Random Maximum 2 Satisfiability Logic in Discrete Hopfield Neural Network Incorporating Improved Election Algorithm

Abstract

Real life logical rule is not always satisfiable in nature due to the redundant variable that represents the logical formulation. Thus, the intelligence system must be optimally governed to ensure the system can behave according to non-satisfiable structure that finds practical applications particularly in knowledge discovery tasks. In this paper, we a propose non-satisfiability logical rule that combines two sub-logical rules, namely Maximum 2 Satisfiability and Random 2 Satisfiability, that play a vital role in creating explainable artificial intelligence. Interestingly, the combination will result in the negative logical outcome where the cost function of the proposed logic is always more than zero.
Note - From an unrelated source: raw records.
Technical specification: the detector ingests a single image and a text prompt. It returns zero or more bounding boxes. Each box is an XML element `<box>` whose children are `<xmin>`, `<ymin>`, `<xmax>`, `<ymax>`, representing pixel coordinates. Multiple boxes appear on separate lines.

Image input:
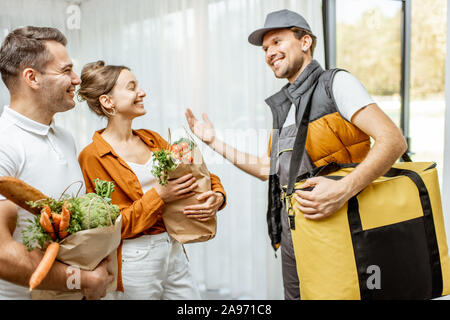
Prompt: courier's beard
<box><xmin>274</xmin><ymin>55</ymin><xmax>305</xmax><ymax>79</ymax></box>
<box><xmin>41</xmin><ymin>81</ymin><xmax>75</xmax><ymax>114</ymax></box>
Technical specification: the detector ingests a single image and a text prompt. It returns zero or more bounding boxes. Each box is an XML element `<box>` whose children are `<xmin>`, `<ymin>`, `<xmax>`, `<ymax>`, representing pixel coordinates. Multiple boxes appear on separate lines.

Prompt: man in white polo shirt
<box><xmin>0</xmin><ymin>27</ymin><xmax>113</xmax><ymax>299</ymax></box>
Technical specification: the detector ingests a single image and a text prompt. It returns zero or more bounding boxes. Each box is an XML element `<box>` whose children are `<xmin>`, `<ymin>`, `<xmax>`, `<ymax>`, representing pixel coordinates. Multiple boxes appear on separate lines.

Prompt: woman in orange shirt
<box><xmin>78</xmin><ymin>61</ymin><xmax>225</xmax><ymax>299</ymax></box>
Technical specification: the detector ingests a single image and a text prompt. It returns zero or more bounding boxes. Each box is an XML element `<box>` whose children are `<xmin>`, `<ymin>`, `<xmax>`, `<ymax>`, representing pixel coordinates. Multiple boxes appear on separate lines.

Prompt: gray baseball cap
<box><xmin>248</xmin><ymin>9</ymin><xmax>312</xmax><ymax>46</ymax></box>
The proposed logical rule is implemented into Discrete Hopfield Neural Network by computing the cost function associated with each variable in Random 2 Satisfiability. Since the proposed logical rule is difficult to be optimized during training phase of DHNN, Election Algorithm is implemented to find consistent interpretation that minimizes the cost function of the proposed logical rule. Election Algorithm has become the most popular optimization metaheuristic technique for resolving constraint optimization problems. The fundamental concepts of Election Algorithm are taken from socio-political phenomena which use new and efficient processes to produce the best outcome. The behavior of Random Maximum 2 Satisfiability in Discrete Hopfield Neural Network is investigated based on several performance metrics. The performance is compared between existing conventional methods with Genetic Algorithm and Election Algorithm. The results demonstrate that the proposed Random Maximum 2 Satisfiability can become the symbolic instruction in Discrete Hopfield Neural Network where Election Algorithm has performed as an effective training process of Discrete Hopfield Neural Network compared to Genetic Algorithm and Exhaustive Search.